The detection of vulnerabilities is the first step to securing your web applications. The vulnerabilities detected need to be managed and eventually fixed. Acunetix provides the means to help you prioritise and manage vulnerabilities.
The Vulnerabilities page provides a list of all the vulnerabilities detected by Acunetix. By default, the vulnerabilities are grouped by vulnerability type, and then sorted by the severity assigned to the vulnerability by Acunetix. This will help you focus on the most important vulnerabilities, without losing sight of the less important ones.
Drilling Down to the instances in the Vulnerability Type Group
In the example above, the Internal IP Address disclosure vulnerability shows a count of 4.
Click on the Vulnerability Type name to drill down to the list of instances inside the group.
Issue Trackers and Issue IDs
If you have implemented integration with an issue tracker, then you can also customize the columns displayed to include the Issue Id:
This will provide you with an updated vulnerability list including issue id information:
As the number of vulnerabilities detected increases, the list of vulnerabilities can become cumbersome to manage. For this reason, the vulnerabilities can be filtered.

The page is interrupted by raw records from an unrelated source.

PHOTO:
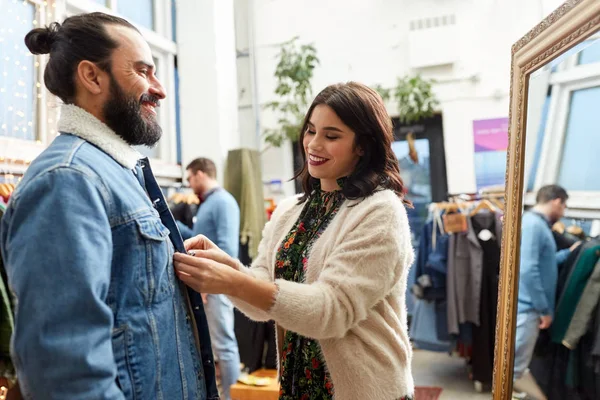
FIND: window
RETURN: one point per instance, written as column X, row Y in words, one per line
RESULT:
column 18, row 68
column 579, row 164
column 139, row 11
column 589, row 55
column 567, row 140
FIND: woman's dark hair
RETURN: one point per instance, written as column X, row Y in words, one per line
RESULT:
column 363, row 111
column 81, row 37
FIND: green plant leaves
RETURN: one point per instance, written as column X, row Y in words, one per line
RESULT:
column 293, row 73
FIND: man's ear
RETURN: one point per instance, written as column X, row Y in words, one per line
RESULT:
column 91, row 78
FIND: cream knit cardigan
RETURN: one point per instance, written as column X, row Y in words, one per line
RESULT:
column 353, row 297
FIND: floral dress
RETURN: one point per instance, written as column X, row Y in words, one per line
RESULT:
column 304, row 375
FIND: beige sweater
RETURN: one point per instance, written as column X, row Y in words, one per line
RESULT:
column 353, row 297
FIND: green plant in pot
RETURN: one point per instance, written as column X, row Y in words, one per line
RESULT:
column 415, row 98
column 293, row 74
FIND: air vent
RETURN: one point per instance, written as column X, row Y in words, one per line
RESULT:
column 433, row 22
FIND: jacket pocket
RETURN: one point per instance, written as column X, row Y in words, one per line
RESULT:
column 157, row 275
column 126, row 361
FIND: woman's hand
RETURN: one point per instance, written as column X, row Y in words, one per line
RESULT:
column 204, row 275
column 201, row 246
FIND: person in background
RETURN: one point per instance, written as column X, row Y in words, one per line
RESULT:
column 99, row 313
column 538, row 279
column 332, row 266
column 218, row 218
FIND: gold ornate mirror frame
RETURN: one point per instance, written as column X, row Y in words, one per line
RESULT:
column 570, row 24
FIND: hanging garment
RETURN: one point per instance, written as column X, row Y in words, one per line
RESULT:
column 423, row 329
column 7, row 324
column 243, row 179
column 572, row 292
column 431, row 262
column 465, row 269
column 580, row 323
column 484, row 334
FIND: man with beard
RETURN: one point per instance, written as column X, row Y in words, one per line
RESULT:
column 538, row 279
column 88, row 240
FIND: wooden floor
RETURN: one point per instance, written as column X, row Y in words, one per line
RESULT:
column 240, row 391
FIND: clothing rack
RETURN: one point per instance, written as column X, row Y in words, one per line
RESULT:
column 469, row 224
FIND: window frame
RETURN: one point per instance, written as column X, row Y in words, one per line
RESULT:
column 16, row 154
column 569, row 77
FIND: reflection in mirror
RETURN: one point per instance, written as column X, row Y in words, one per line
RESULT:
column 557, row 341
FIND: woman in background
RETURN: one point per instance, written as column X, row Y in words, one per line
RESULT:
column 332, row 264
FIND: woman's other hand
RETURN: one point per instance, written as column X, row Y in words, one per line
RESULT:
column 203, row 247
column 204, row 275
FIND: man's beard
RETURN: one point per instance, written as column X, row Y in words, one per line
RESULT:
column 123, row 114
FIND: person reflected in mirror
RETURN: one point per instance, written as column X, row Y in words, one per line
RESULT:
column 333, row 262
column 218, row 218
column 538, row 279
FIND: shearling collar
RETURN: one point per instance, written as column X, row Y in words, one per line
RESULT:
column 78, row 122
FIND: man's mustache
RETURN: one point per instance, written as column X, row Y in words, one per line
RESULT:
column 150, row 98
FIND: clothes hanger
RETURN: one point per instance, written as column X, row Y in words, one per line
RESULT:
column 483, row 204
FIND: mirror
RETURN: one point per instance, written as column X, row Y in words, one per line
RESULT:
column 548, row 341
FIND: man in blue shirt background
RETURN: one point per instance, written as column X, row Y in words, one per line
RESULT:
column 538, row 278
column 218, row 219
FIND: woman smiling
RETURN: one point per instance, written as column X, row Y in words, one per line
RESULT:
column 332, row 264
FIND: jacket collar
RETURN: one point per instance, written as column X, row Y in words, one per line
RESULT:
column 78, row 122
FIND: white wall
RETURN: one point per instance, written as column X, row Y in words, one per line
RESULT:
column 208, row 87
column 367, row 41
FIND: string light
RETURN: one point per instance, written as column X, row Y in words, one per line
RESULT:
column 19, row 70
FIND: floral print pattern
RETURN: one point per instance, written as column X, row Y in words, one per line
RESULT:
column 304, row 374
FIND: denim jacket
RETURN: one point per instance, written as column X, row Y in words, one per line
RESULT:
column 99, row 312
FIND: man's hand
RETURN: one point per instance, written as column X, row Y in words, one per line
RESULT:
column 545, row 321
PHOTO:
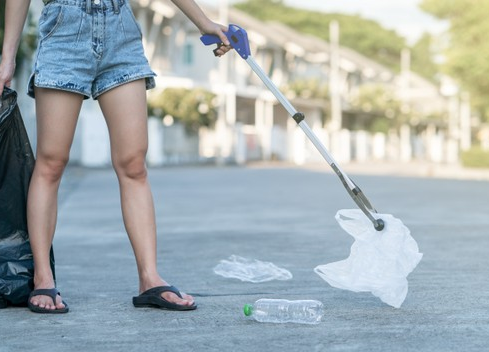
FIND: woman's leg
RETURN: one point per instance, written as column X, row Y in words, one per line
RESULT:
column 57, row 113
column 125, row 111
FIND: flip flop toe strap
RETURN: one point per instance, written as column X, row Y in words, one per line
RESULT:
column 155, row 291
column 51, row 292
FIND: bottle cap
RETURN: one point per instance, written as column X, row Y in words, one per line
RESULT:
column 248, row 309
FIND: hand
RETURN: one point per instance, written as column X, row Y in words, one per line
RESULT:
column 219, row 30
column 7, row 70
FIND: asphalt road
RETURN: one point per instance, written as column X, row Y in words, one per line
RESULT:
column 277, row 214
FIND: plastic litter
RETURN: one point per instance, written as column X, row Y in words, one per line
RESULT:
column 379, row 261
column 250, row 270
column 284, row 311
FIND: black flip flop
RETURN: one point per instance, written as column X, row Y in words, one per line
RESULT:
column 152, row 298
column 51, row 292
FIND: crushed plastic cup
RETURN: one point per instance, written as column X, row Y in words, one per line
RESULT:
column 250, row 270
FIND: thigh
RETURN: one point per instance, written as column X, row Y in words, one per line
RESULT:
column 57, row 114
column 125, row 111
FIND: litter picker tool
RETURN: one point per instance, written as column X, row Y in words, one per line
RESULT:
column 380, row 259
column 238, row 38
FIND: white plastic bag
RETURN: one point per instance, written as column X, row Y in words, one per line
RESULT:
column 379, row 261
column 250, row 270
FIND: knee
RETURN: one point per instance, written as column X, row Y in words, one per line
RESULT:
column 133, row 167
column 51, row 168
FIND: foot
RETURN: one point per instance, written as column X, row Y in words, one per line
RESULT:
column 186, row 300
column 46, row 302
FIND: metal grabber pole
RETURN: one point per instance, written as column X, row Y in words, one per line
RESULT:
column 238, row 38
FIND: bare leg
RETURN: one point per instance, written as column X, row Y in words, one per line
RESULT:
column 57, row 114
column 125, row 109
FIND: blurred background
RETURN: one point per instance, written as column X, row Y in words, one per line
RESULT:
column 379, row 82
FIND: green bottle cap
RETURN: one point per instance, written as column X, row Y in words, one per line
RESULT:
column 248, row 309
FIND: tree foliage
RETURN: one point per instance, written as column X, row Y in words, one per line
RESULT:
column 362, row 35
column 194, row 108
column 381, row 109
column 468, row 49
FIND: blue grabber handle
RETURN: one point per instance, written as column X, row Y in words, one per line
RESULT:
column 237, row 36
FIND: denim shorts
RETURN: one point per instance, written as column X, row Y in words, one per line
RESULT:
column 88, row 47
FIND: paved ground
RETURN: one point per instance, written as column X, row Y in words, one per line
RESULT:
column 280, row 214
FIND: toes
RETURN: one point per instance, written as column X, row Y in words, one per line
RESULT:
column 186, row 300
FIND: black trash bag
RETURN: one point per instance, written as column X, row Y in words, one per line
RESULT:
column 16, row 166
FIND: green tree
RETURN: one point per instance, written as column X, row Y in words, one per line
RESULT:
column 380, row 109
column 363, row 35
column 194, row 108
column 468, row 50
column 422, row 58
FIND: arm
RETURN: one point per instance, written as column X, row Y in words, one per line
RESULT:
column 203, row 23
column 15, row 16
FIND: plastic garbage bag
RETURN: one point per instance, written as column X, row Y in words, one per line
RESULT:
column 250, row 270
column 379, row 261
column 16, row 166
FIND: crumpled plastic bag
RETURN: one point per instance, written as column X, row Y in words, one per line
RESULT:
column 16, row 166
column 379, row 261
column 250, row 270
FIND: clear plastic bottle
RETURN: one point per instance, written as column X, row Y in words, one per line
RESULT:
column 285, row 311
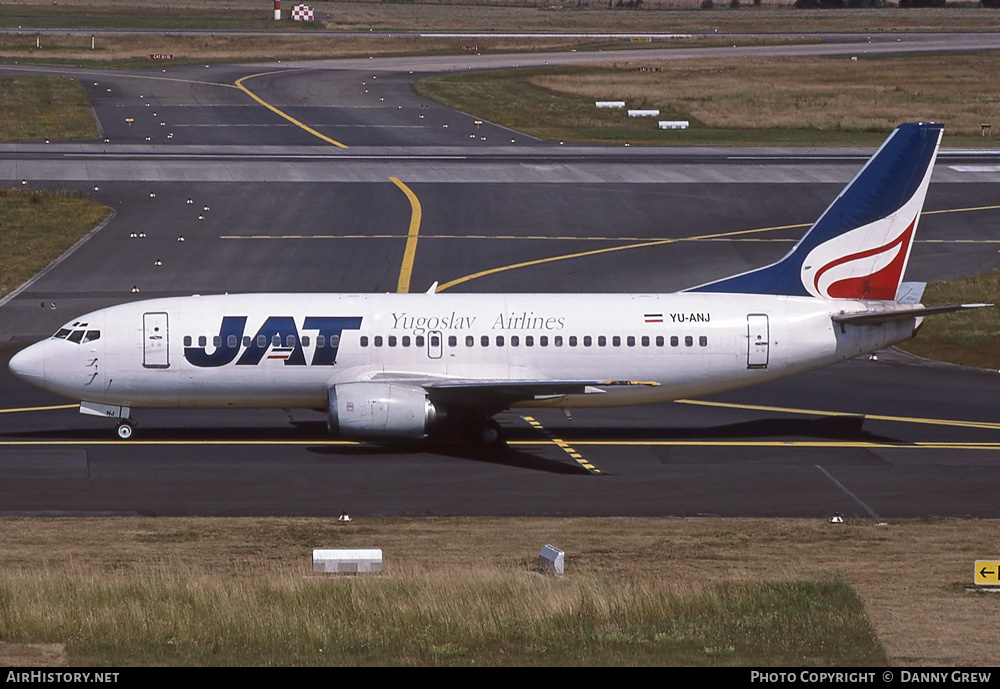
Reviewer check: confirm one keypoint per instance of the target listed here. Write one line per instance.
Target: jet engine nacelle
(379, 411)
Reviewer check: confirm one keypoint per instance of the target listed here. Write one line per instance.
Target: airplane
(390, 367)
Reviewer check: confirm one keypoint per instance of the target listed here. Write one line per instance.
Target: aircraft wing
(918, 311)
(498, 394)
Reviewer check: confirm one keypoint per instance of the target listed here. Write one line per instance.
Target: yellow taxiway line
(241, 87)
(561, 444)
(409, 253)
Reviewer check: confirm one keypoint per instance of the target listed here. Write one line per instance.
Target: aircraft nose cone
(29, 364)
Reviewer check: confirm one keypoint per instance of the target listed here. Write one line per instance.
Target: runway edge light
(987, 573)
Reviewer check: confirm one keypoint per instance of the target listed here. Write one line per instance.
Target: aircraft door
(434, 344)
(155, 341)
(758, 347)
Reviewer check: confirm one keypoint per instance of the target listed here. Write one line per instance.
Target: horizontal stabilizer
(918, 311)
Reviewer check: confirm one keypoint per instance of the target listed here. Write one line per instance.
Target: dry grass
(502, 15)
(34, 108)
(971, 338)
(133, 50)
(823, 94)
(445, 574)
(38, 226)
(819, 101)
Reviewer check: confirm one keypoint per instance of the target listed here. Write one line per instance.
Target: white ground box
(552, 559)
(347, 560)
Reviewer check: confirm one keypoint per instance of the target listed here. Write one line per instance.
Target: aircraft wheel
(491, 435)
(125, 430)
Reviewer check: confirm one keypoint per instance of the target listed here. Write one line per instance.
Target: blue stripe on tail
(887, 182)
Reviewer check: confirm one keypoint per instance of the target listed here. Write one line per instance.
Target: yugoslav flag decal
(837, 270)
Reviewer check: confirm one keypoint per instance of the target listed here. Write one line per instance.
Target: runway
(277, 207)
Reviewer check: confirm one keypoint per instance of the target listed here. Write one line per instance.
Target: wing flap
(898, 314)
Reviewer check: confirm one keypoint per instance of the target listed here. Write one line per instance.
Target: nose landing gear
(125, 429)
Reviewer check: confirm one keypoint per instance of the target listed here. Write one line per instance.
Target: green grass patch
(831, 101)
(149, 17)
(34, 108)
(38, 226)
(970, 338)
(238, 592)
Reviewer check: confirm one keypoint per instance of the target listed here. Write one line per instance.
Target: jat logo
(278, 338)
(837, 270)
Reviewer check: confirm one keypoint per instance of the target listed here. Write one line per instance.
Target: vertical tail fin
(859, 247)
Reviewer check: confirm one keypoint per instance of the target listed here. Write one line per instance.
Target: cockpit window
(77, 333)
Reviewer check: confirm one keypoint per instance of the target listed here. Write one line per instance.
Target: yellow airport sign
(987, 573)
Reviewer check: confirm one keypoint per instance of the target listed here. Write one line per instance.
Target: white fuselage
(287, 350)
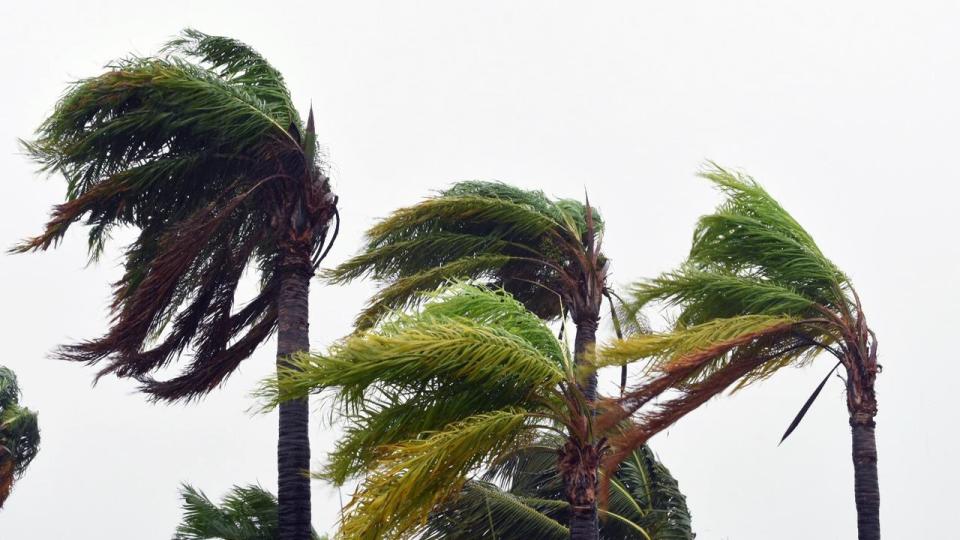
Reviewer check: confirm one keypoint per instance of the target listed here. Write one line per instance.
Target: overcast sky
(846, 111)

Vulnerabilities can be filtered by Archive Status, Confidence, Business Criticality, FQDN, Target Group, Severity, Status, and Target. The list allows for multiple flexible filters, e.g. show all the high severity Vulnerabilities, identified on a specific Target, which are still open.
Screenshot - Filtered vulnerabilities
Import vulnerabilities into your Web Application Firewall (WAF)
Ideally, vulnerabilities are fixed as soon as possible. Unfortunately, it often takes months to fix a vulnerability. If you make use of a Web Application Firewall (WAF) supported by Acunetix, you can export vulnerabilities from Acunetix and import them into your WAF. Your WAF will be able to provide virtual patching for the vulnerability.
Acunetix supports exporting vulnerabilities for Citrix, F5 BIG-IP ASM, Fortinet FortiWeb, Imperva SecureSphere WAF, and to Generic XML, JSON, and CSV files, as well as to any Custom WAF profiles you may have created.
You can read more information about creating Custom WAF profiles here.
Sending Vulnerabilities to an Issue Tracker
For a developer, vulnerabilities are considered as bugs in the web application. Acunetix provides the means to send the vulnerabilities to the issue tracker used by the organisation, allowing for better tracking of vulnerabilities by the development team.
You will first need to configure the issue tracker in the Acunetix settings, and assign the Issue Tracker to the Target. You will then be able to send vulnerabilities detected for the specific Target to the Issue Tracker.
Acunetix supports GitHub, Gitlab, Jira, Azure Devops (TFS), BugZilla, and Mantis issue trackers.
When a vulnerability has been fixed, you can have Acunetix confirm the fix by selecting the vulnerability and clicking on the Retest option. This will create a new scan using a custom scanning profile restricted to the specific vulnerability.
Vulnerabilities detected by Acunetix remain in the vulnerabilities list until they are marked as not open. You can remove vulnerabilities from the list of open vulnerabilities by marking them as:
Fixed - This status is given to vulnerabilities that are fixed by the developers. If the vulnerability is found again by Acunetix, the vulnerability will be reopened, and marked as Rediscovered.
False Positive - There are situations where a vulnerability is incorrectly detected by Acunetix. The vulnerability will not be reported again in future scans.
Ignored - This status can be used for vulnerabilities which are not False Positives, but which for some reason should be ignored in future scans.
Vulnerabilities marked as False Positives or Ignored can be re-opened manually at any time.